11 - 14 April 2016: The practice of reconciliation. A 4-day intensive course, delivered in conjunction with St Ethelburga’s Centre for Reconciliation and Peace
Particularly helpful to people in community leadership roles,Tthis course offered a thorough grounding in how to devise a strategy for reconciliation in a divided community. Participants explored together how ideas about reconciliation developed in conflicts around the world can help us build bridges and establish new vision in divided communities, local or dispersed. The workshop brought together students from the University's MA Reconciliation programme with people concerned about divided communities around the UK.
WCRRP leads a University of Winchester partnership with PeaceJam UK to host an annual conference with Nobel Peace Laureates at the University. Young people aged 13-18 have the opportunity to come to the University to spend two days with a world leader of peace and participate in workshops around current global issues, led by University mentors. In 2015 we welcomed Jody Williams, from the International campaign to ban landmines (see below, under Recent Events).
In March 2016, the University welcomed the Nobel Peace Laureate Rigoberta Menchú Tum from Guatemala, who was awarded her Nobel Peace Prize "in recognition of her work for social justice and ethno-cultural reconciliation based on respect for the rights of indigenous peoples". She is the first indigenous person to receive the Nobel Peace Prize. (Image Carlos Rodriguez/ANDES). On 11 March, we hosted a welcome dinner for Rigoberta following her talk and book signing.
Vice-Chancellor Professor Joy Carter, Nobel Peace Laureate Rigoberta Menchú Tum and CRRP Director Dr Mark Owen at Peacejam 2016
Talking Peace: a forum to explore conflict
For early 2016, the WCRRP invited a series of speakers with significant academic and professional standing in a range of fields relating to conflict, reconciliation and peace.
15 March 2016: Douglas Murray, Israel-Palestine: What is the way forward?
26 January 2016: Alan Johnson, Creating a shared society in Israel: experiences, prospects and tasks
9 February 2016: John McHugo, The causes and effects of the Syrian nightmare
14 January 2016: Richard Wilding, Kurdistan: a dream suspended
1 March 2016: Migration & Freedom of Religion or Belief, with Prof. Anat Scolnicov and Kishan Manocha
Prof. Anat Scolnicov is an expert on the subject of Law, State and Religion.

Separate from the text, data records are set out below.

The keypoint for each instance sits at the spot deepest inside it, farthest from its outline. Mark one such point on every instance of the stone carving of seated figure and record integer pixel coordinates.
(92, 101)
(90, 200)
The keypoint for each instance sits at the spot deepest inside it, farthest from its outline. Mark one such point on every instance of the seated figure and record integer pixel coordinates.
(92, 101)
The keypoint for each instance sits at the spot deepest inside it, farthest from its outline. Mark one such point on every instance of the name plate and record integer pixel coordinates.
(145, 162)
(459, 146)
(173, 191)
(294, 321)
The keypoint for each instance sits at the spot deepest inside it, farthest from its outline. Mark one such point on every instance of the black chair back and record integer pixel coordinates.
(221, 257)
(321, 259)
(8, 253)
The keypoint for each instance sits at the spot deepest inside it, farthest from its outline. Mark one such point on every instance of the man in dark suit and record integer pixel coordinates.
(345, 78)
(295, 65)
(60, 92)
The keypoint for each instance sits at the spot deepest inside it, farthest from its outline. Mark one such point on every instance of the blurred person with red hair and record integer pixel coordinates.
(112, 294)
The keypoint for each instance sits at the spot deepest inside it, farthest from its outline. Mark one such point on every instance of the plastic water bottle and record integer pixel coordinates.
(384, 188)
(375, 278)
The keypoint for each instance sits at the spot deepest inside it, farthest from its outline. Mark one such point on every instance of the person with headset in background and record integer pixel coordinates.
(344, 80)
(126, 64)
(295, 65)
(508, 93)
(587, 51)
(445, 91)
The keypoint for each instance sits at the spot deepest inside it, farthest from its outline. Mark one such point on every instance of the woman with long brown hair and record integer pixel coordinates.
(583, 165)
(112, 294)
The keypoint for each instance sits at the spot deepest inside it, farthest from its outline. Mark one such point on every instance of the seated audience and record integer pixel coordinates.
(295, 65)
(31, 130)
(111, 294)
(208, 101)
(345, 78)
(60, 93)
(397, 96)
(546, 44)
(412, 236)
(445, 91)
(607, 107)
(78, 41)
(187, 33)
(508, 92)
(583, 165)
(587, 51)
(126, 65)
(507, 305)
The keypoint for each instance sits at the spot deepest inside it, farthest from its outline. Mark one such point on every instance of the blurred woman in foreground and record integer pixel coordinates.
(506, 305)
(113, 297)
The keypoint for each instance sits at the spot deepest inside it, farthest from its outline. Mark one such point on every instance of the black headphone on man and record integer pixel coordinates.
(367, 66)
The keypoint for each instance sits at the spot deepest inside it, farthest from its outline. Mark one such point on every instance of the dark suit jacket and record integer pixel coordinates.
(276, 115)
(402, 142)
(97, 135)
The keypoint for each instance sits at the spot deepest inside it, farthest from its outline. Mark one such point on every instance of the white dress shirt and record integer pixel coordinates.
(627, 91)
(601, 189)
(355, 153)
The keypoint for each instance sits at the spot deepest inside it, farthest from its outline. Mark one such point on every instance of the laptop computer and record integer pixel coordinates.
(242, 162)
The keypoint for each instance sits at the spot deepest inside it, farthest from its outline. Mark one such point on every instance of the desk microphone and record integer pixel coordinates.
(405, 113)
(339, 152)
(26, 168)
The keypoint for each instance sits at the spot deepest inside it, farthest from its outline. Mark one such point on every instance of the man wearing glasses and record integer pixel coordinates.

Before joining academia, Anat was an attorney for Association for Civil Rights in Israel, litigating, on behalf of ACRI, civil rights and constitutional Supreme Court cases, working on civil rights legislation with a specialization in freedom of speech, freedom of information, privacy and freedom of religion and conscience. Anat has advised many NGOs on religious freedom; she participated in a UN expert group on the rights of religious minorities and her work has been cited twice by the Supreme Court of Israel. She is currently Professor of Law at the University of Winchester; find out more about Prof. Anat Scolnicov.
Kishan Manocha has extensive experience in religious freedom and minority rights issues in the Middle East, North Africa and South Asia as an advocate, researcher, trainer and consultant to a number of international and non-governmental organisations. He is currently Senior Adviser on Freedom of Religion and Belief at the Organization of Security and Cooperation in Europe Office for Democratic Institutions and Human Rights. He has practised as a barrister where he was involved in a number of international criminal law cases before the English courts. And he is a Research Fellow at the Religious Freedom and Business Foundation.